Still we hear that everyone must go to college. Why?

It is time for a change.

I propose the creation of a Professional University. By this I mean a university that teaches only job skills. It would do this by creating simulations of the actual life of someone who works in a particular job. After a year or more living in a simulation of the life of an actual engineer, computer scientist, psychologist, business person, or health care professional, the graduate would actually be employable and would have a pretty good idea of whether they had made a good choice of profession. Creating these simulations is not that complicated. Small projects can lead  to larger projects that build upon what was learned in the earlier projects. Constant required deliverables with mentoring by faculty, not lectures. Students try to do things, and faculty are there to help.

The faculty in a professional university would be practitioners who had done it themselves. The students could come to campus or work on line. It makes no difference. Deliverables would not be given grades. If your business idea isn’t good, work harder on it. If your technological solution to something doesn’t work, keep working on it. Degrees would not be based upon an accumulation of credits and would have nothing to do with the time a student was in the program. The students would have to complete well specified tasks, and when they demonstrated they could actually do something they would move on to a more complicated task. If the students weren’t immediately employable, the programs would have to be modified until they were.

We can do this. It just takes money. Existing universities won’t help. They will be threatened by it. Yale can keep producing professors and intellectuals. But most countries in the world need way fewer professors than they need well educated functioning professionals.

Would graduates of the Professional University be able to speak, write, reason, and solve complex problems? Of course. Those skills would be built into every program.


Anonymous said...

I studied engineering at University of Waterloo; a 4-year Bachelor's degree, run over 5 years, including six 4-month coop work terms; the equivalent of 2 full years of paid industry experience. I believe we lived the type of simulation you describe, except that it was real experience. Thoughts?

CMD said...

i agree with Lino D...and disagree with the example you gave of you know how long my cousin studied and practiced before he was ever a licensed physician? he studied for years in two countries with more hands-on experience than most people get at a vo-tech school, so that example is flawed...but overall, i agree with your premise...aren't vo-tech and online universities the type of professional u's you're describing...and like Lino D said, they include real-world experience, not simulations

Sacred Human said...

Yeah, my Early Childhood Education program was actually only offered to working professionals.
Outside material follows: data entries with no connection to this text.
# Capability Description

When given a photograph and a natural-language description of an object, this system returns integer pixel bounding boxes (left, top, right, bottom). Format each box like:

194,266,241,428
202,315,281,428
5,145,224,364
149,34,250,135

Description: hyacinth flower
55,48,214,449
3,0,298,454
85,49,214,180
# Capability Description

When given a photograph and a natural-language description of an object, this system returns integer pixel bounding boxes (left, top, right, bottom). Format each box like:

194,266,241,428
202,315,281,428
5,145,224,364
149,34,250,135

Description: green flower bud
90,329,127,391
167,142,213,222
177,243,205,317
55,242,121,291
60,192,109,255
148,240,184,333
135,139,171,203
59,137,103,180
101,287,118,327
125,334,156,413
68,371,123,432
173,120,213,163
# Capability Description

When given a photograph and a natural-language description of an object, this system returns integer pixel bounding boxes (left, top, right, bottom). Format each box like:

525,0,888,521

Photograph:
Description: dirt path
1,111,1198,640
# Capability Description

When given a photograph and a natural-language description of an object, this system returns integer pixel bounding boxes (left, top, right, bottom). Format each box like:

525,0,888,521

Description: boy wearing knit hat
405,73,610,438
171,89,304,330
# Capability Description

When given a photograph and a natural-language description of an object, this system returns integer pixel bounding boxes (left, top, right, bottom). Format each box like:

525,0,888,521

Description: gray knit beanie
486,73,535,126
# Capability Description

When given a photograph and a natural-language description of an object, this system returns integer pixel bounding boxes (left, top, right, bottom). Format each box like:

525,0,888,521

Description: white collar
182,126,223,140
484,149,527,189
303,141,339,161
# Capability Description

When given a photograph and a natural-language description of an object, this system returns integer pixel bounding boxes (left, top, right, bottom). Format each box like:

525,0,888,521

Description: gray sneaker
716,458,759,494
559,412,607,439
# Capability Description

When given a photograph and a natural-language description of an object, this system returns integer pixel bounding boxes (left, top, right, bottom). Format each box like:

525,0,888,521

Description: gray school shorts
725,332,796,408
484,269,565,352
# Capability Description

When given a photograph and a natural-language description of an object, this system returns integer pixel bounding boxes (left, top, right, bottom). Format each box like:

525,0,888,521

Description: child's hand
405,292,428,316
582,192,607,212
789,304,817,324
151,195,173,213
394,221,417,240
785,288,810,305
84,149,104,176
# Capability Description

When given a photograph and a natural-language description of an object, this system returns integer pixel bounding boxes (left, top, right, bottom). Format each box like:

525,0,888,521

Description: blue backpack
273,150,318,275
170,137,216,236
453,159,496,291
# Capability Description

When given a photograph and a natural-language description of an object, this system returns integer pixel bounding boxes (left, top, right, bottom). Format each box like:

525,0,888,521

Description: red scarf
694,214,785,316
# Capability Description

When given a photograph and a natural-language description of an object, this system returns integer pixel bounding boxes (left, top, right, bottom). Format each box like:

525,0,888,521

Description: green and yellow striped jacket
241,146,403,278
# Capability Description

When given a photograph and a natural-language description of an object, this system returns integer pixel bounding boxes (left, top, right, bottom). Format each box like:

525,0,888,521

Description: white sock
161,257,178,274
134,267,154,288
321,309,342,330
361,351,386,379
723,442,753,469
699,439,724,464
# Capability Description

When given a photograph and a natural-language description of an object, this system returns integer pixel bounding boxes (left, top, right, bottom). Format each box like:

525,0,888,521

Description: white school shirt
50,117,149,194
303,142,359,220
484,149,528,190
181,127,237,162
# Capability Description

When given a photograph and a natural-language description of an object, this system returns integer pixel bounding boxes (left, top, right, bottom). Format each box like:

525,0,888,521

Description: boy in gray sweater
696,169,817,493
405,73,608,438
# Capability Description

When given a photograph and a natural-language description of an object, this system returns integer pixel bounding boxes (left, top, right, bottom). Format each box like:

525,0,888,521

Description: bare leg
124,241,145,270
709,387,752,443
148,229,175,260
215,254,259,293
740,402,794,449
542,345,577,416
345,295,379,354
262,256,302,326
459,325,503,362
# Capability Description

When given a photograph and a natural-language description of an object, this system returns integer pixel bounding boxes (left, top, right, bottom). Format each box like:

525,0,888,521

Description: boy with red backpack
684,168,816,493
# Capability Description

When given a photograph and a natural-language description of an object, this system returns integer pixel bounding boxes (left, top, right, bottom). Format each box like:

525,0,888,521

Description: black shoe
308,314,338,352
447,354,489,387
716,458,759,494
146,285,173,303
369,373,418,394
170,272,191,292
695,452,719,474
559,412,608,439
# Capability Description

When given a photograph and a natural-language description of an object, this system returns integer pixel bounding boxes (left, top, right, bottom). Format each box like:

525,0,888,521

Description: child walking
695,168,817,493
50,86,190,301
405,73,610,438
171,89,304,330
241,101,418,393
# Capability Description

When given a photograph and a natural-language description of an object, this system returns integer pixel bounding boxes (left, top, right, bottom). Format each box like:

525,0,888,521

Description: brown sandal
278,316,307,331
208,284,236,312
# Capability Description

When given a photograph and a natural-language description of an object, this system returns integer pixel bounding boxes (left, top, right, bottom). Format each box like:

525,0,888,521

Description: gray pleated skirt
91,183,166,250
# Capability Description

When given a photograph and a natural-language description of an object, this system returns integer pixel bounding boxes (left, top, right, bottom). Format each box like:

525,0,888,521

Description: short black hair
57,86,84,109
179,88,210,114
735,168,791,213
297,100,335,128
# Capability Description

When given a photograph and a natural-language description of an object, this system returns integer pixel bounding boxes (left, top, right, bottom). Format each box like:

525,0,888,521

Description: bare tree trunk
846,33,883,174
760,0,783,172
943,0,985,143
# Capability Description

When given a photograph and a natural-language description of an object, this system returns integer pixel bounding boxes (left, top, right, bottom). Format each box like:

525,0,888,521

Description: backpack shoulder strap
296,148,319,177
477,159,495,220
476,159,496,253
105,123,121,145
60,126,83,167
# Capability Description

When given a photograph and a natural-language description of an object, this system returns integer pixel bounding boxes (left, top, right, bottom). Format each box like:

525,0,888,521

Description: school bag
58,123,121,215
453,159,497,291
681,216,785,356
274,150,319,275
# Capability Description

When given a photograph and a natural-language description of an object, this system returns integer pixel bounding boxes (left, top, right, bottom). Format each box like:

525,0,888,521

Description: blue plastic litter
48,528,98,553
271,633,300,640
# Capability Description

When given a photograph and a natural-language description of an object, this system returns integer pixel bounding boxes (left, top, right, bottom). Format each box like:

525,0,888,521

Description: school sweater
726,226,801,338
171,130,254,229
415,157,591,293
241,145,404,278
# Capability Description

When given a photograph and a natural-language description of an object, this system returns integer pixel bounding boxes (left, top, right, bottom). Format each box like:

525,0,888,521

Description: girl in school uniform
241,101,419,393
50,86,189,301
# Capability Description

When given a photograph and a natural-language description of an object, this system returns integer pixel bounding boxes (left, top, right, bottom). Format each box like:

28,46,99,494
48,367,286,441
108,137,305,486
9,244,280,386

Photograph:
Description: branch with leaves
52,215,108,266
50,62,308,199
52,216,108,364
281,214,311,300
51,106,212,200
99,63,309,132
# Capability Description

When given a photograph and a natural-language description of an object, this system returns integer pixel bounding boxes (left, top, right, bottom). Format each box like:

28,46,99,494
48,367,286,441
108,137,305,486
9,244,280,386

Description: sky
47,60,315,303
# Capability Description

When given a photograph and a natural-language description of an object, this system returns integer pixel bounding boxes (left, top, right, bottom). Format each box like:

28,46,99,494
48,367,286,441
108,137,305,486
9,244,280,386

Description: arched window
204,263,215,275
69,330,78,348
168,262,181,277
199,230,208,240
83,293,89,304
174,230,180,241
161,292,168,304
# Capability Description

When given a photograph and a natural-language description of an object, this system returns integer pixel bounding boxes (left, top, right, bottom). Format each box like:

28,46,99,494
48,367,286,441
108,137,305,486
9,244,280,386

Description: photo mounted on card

Course requirements were to implement teaching strategies and report back to small group to process the results. Certainly improved my practice.

Unknown said...

Thanks for your post

Unknown said...

Responding to Professor Schank's blog:

"Degrees would not be based upon an accumulation of credits and would have nothing to do with the time a student was in the program. The students would have to complete well specified tasks, and when they demonstrated they could actually do something they would move on to a more complicated task..."

As a graduate of a liberal arts program and an MFA in creative writing, I was taught that the primary purpose of a four year degree is to obtain exposure to a broad selection of critical thinking and scientific disciplines. occupational Specialization comes later. I agree that the bureaucracy surrounding 4 year programs is thick, wasteful and worst of all, outrageously expensive for students, but I'm curious how we reform the system in a way that provides a better atmosphere for incubating creativity, especially in the arts. Any ideas?

Unknown said...

Isn't what you describe called a Vocational or Technical School?